Lifelong Derby County supporter and Community Trust participant Tony has spoken of the importance of Clubs to their local communities, after a Rams project changed his life for the better.
Having joined the Rams’ walking football team and the EFL Trust Extra Time Hubs - which are aimed at combatting lonliness and inactivity among retirees - he described his life as being "full of activity, support and camaraderie".
However, when the COVID-19 pandemic meant the group could no longer meet, Tony took it upon himself to ensure those involved kept in contact.
"I remember saying really early on, when we were no longer allowed to meet, that we needed to have some kind of contact," he said. "I set up a WhatsApp group called ‘Beat the Boredom’ and we invited everyone involved in the Hub to engage with that."
"Initially, you’ve got to make the connection that you can make and I’d actually come across Zoom even before we went into lockdown! I’d had a hip operation so wasn’t playing football, and since then we’ve been running a Hub for close to 40 weeks.
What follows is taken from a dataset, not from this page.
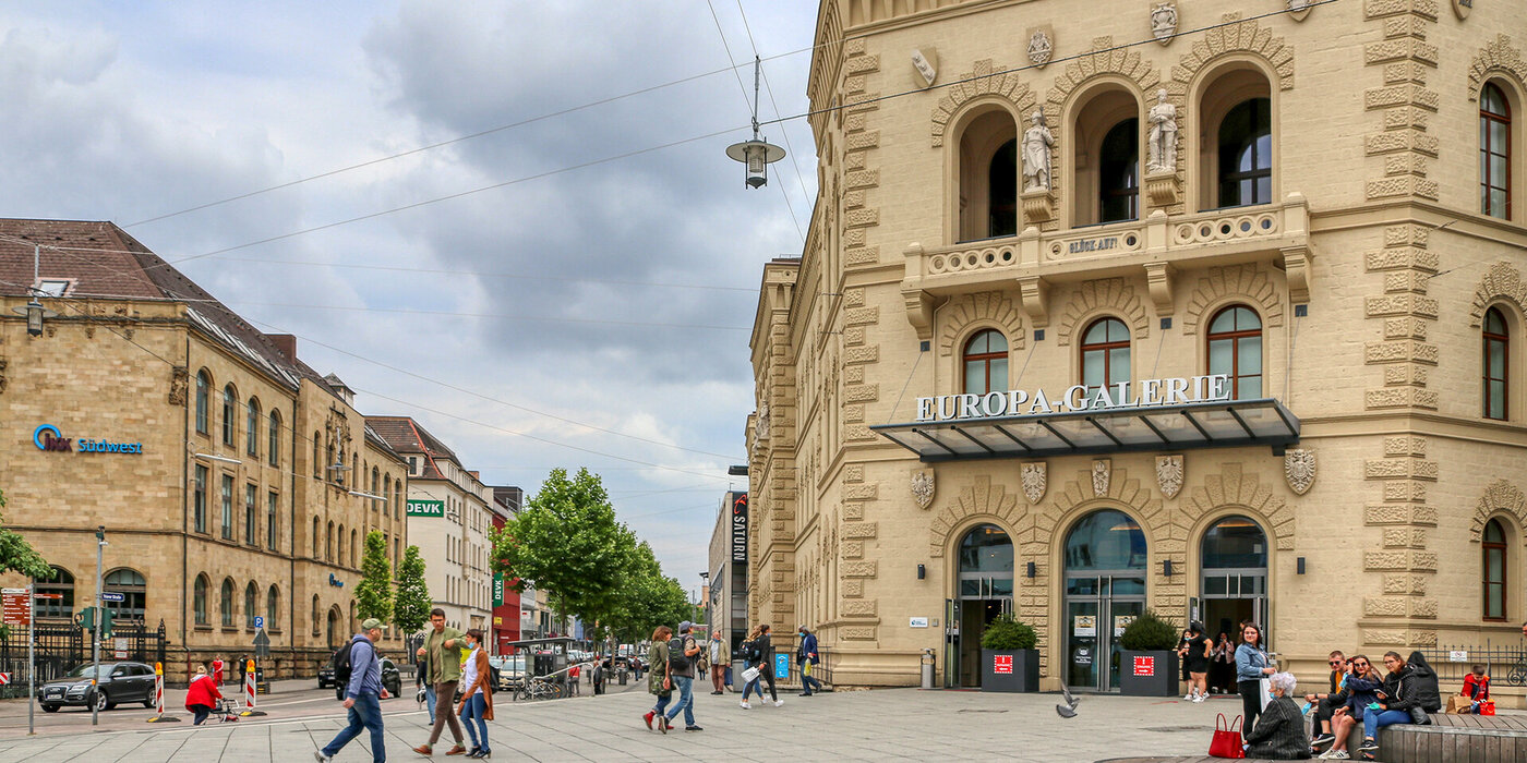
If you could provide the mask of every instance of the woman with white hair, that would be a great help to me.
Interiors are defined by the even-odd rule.
[[[1293,703],[1293,673],[1274,673],[1272,702],[1257,717],[1257,728],[1246,734],[1246,757],[1269,760],[1307,760],[1310,740],[1304,736],[1304,714]]]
"I run a book and music hub for people who have come through the EFL projects, and my partner runs a ‘knit and natter’ club too, which is also connected back. We’ve even done virtual disco nights with myself as DJ! I write two quizzes a week and think I’m sometimes more busy now than I ever was before."
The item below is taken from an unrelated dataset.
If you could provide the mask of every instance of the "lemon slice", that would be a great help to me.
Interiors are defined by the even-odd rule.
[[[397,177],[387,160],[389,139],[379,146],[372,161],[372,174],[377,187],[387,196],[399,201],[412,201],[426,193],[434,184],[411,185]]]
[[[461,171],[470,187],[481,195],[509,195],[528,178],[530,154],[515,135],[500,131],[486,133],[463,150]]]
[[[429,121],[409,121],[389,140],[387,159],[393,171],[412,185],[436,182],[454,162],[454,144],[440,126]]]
The 'rule of six' gave Tony and the other participants a reprieve, allowing them to play small-sided games of walking football on a weekly basis, but he fears that such schemes could ultimately be lost to the pandemic, should Clubs' community branches suffer.
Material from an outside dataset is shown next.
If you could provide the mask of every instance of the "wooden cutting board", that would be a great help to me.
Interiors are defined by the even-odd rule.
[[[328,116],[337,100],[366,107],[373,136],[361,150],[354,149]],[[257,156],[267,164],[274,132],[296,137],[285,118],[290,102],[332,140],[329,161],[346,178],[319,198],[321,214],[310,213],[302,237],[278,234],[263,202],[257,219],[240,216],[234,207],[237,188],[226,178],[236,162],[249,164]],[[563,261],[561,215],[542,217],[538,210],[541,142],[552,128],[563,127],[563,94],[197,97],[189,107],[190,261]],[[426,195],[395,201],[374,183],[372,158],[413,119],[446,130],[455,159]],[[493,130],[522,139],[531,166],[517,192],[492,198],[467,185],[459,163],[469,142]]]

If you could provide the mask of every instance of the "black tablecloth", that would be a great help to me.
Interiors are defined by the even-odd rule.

"Clubs could lose things like the Hub if they lose their Community Trusts," he added. "These things could go to the wall at some point if money stops coming in, so I think they’re really important.
"I know the EFL are supporting the Hubs quite significantly; we get 25-35 people per week and sometimes more, and the people really do enjoy and look forward to it. The appreciation people have is excellent, it’s vibrant and more than just a talking shop, we have activities all the way through it and it does well.
"I think Clubs are massively important to their communities, and I’m not just saying that. The different programmes they do, for people with disabilities, for people who are recovering from illness or addiction, for people in education... a lot of people don’t realise how much of the community they touch. I’m sure it’s the case right across the country. The people recruited to work on these things, they’re people who don’t go to work for the money."
Tony's is one of many similar stories across the nation, which serve to highlight the impact of EFL Clubs in their respective local communities. In his case, Derby's community activity brings him fun, friendship and hope, things we can all take for granted.
"To be honest, walking football and the Hub have given me so many friends that I never had before," he concluded.
"I had a tough time in my early 60s and I’m 70 in two weeks time, but finding the community events, getting on the Derby County teams and the committee – it’s about more than just the event itself.
"The community projects are about outreach and it means I don’t have to sit around now, wondering what’s going to happen tomorrow. There’s always something I could be involved in and, from my point of view, it’s made lockdown tolerable and even enjoyable."